The Core network uses the EVM, which means much of Ethereum’s infrastructure is used. Wallets like MetaMask, developer tooling such as Hardhat, and DEXs such as SushiSwap are found on Core. This familiarity greatly reduces the development overhead and has other benefits, such as reducing the risk of exploits. Core’s ecosystem developers can leverage the learnings of EVM development on Ethereum, Arbitrum, Avalanche, and other EVM chains.

Sparks Incentive Program

In May 2024, Core DAO updated the Core Ignition Incentive Program to introduce Sparks, the network’s way of measuring user activity and engagement. This is synonymous with the “points” tracking that a number of popular pre-airdrop protocols began offering the past year.

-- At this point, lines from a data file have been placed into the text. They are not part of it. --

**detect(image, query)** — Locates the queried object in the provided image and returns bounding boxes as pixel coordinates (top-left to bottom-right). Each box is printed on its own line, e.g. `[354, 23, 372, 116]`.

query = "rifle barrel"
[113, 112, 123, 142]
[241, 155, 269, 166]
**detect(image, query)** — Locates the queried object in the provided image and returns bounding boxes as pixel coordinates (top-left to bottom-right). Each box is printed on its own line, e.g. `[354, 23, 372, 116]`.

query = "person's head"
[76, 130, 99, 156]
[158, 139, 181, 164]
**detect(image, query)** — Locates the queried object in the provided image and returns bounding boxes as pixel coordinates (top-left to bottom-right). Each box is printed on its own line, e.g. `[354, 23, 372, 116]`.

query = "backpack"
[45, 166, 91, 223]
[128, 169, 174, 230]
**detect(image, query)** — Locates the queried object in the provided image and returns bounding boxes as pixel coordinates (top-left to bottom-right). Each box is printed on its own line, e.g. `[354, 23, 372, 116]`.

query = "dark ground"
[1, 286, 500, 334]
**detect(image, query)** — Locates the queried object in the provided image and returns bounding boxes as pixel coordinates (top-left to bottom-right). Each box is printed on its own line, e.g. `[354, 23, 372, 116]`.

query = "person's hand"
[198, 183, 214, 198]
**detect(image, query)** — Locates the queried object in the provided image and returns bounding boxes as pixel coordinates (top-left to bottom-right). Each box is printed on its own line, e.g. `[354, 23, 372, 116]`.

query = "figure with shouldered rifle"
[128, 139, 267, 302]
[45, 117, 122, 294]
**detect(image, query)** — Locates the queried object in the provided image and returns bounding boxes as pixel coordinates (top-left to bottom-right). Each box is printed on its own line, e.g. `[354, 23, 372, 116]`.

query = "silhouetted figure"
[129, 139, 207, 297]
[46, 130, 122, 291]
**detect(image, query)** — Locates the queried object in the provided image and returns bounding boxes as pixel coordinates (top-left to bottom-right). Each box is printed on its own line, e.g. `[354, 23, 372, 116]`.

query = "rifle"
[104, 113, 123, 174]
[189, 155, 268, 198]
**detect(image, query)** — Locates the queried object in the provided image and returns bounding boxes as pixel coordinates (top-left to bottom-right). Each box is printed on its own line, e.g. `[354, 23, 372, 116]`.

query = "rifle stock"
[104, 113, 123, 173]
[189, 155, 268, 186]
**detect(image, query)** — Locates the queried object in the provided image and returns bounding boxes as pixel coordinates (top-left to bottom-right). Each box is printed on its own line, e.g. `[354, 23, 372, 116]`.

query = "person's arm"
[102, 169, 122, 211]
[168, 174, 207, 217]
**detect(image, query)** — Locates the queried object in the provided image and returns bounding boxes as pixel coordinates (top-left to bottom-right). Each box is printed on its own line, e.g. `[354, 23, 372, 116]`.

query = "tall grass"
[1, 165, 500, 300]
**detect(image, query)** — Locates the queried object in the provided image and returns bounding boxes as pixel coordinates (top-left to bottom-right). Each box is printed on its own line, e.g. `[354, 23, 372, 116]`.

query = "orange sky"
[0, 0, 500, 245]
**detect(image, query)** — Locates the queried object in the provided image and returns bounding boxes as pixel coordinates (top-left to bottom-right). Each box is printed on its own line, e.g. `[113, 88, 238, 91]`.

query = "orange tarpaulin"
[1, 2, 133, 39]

Users receive a daily allocation of Sparks, determined by their level of engagement and participation in the Core ecosystem. The more active and involved a user is, the greater their daily allocation of Sparks will be. Additionally, Core offers a multiplier on certain assets that adjusts your conversion rate (i.e., if you hold an asset with a 1.5x multiplier and earn 100 base Sparks a day, you'll receive an additional 50 Sparks through the asset multiplier, totaling 150 Sparks for the day).

Source: Core DAO

Core DAO announced a roadmap for the Sparks incentive program that includes additional multipliers based on tiers, which you can level up through network activity, and campaign multipliers, which are expected to start in late 2024.

Other Key Developments

Several other key developments and initiatives took place in Q2:

  • Crypto Debit Card (April 8) - In partnership with Mobilum, Core DAO launched a crypto debit card, aiming to give users an easier time transitioning between crypto and fiat on Core.
  • Various DeFi Integrations (May 8) - Symbiosis integrated Core into their DeFi product offerings, introducing cross-chain trading and asset management for several coins on the network.
  • New Venture Partnership (May 28) - Merkle 3s Capital joined the Core Venture network.
  • SolvBTC Integration (June 3) - Solv Protocol, an omnichain yield and liquidity infrastructure, integrated SolvBTC on Core.
  • Fireblocks Integration (June 6) Fireblocks, a digital asset manager with a large institutional user base, integrated Core.
Closing Summary

Q2 marked a period of growth and innovation within the network. The launch of non-custodial BTC staking and the expansion of DeFi protocols have driven increases in revenue, TVL, and active addresses. As Core continues to build its ecosystem around BTC, it is well-positioned to lead the next wave of BTC DeFi, offering secure, scalable, and programmable solutions for the broader blockchain community.

Core's continued success will depend on its ability to maintain its unique hybrid consensus model, attract new developers, and capitalize on idle liquidity to build a vibrant DeFi space on BTC. With its strong foundation and growing community, Core is poised for continued growth and resilience.